Als ich die Praxis betrat, stieg mir zuerst der Geruch diverser Duftkerzen in die Nase, die um eine Buddha-Statue in der Mitte des Raumes gruppiert waren. Nachdem ich angewiesen wurde, die Schuhe auszuziehen, setzte ich mich, dem Vorbild der sechs anderen anwesenden Teilnehmerinnen folgend, barfuß im Schneidersitz in den Kreis. In der nun folgenden Vorstellungsrunde musste ich zunächst glaubhaft meine erfundene Hebammenidentität verteidigen, bevor es losging mit einer mehrstündigen Lehrveranstaltung zum Thema Anthroposophie, die mir noch das ein oder andere Quäntchen Selbstbeherrschung zwecks Unterdrückung ungläubiger Grimassen abverlangen sollte.
Zunächst erzählte die Seminarleiterin – selbst eine Hebamme, doch nach eigener Aussage „genervt“ von der Betreuung Gebärender – ein wenig von ihrer Karriere bei Weleda, um anschließend in eine Einführung in die Anthroposophie überzuleiten. Nein, wir würden nicht „unsere Namen im Morgentau tanzen“, spottete sie und war sich offenbar nicht bewusst über die leise Ironie, die darin lag, dass sie als Leiterin eines Seminars über die vier spirituellen Wesensglieder des Menschen sich über ein vergleichbar absurdes Konzept lustig machte.
Was an Informationen zur anthroposophischen Medizin folgte, war in Inhalt und Darreichungsform haarsträubend – eine milde Apologetik von Rudolf Steiners Rassentheorie, ein Loblied auf rückständige Mediziner (Ita Wegman, Weggefährtin von Steiner, habe in einer Zeit, als Impfungen und Medikamente die Medizin bestimmten, den Weg zurück zur Natur beschritten und eine anthroposophische Klinik gegründet – was als große Errungenschaft gepriesen wurde) und eine Preisung der Anwendung anthroposophischer Konzepte in Landwirtschaft, Kosmetik, Pädagogik, Wirtschaft und Medizin. Die Anthroposophie sei auch der Grund, weshalb die von einem Anhänger dieser Lehre geleitete Drogeriekette dm noch existiere und Schlecker nicht, wurde in der Gruppe gefolgert.
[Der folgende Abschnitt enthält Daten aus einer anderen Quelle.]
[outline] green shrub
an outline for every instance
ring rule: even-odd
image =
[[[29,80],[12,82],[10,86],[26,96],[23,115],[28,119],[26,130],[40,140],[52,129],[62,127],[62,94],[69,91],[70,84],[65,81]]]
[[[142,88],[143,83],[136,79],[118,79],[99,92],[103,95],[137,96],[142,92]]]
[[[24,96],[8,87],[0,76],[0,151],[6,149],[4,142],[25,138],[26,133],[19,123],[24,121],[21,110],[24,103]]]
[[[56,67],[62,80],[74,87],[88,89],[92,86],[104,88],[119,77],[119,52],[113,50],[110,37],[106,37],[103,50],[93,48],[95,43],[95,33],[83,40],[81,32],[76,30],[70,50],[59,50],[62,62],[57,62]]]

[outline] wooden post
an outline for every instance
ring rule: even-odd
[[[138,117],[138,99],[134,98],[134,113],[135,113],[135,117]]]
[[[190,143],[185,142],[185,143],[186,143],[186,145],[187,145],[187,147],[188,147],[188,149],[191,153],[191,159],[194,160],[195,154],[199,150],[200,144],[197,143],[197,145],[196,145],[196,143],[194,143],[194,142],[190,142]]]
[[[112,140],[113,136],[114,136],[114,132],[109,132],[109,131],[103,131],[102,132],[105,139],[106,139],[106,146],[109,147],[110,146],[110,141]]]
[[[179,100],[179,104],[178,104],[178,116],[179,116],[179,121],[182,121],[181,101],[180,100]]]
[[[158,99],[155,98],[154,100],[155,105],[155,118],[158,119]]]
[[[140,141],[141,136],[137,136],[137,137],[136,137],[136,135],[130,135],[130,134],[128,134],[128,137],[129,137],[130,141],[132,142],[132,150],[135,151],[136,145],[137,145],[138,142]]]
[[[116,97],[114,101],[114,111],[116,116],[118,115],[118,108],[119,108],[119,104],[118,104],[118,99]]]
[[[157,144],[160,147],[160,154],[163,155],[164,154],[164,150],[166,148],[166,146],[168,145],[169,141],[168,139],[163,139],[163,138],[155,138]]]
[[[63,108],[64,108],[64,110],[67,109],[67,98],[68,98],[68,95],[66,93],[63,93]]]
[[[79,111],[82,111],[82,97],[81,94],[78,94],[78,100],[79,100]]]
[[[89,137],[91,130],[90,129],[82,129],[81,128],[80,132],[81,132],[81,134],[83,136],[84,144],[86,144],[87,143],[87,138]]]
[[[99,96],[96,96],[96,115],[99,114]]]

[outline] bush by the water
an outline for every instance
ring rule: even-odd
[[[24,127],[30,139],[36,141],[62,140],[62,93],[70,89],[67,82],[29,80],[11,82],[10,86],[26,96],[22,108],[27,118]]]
Geistleib, Rhythmisierung und der Energiebereich im Wollen
Anschließend war es an der Zeit, zum Kern der Lehre vorzudringen. Es wurde über die vier Wesensglieder des Menschen gesprochen. Der unbelebte physische Leib, der dem Mineral im Menschen entspreche, also den Knochen; der Lebensleib, welcher die Pflanze im Menschen repräsentiere, also der Stoffwechsel; der Empfindungsleib – das Tier im Menschen (schließlich hätten Tiere eine Seele und ein Bewusstsein) und zu gute Letzt der Geistleib, die Ich-Organisation. All dies wurde im fröhlichen Frage-Antwort-Spiel mit den Zuhörerinnen erörtert. Der Geistleib, so folgerte die Referentin, sei imstande, die drei anderen Wesenglieder zu aktivieren, weil er „einen Anteil Natur in sich“ habe – aber dazu benötige er Homöopathika oder anthroposophische Arzneimittel.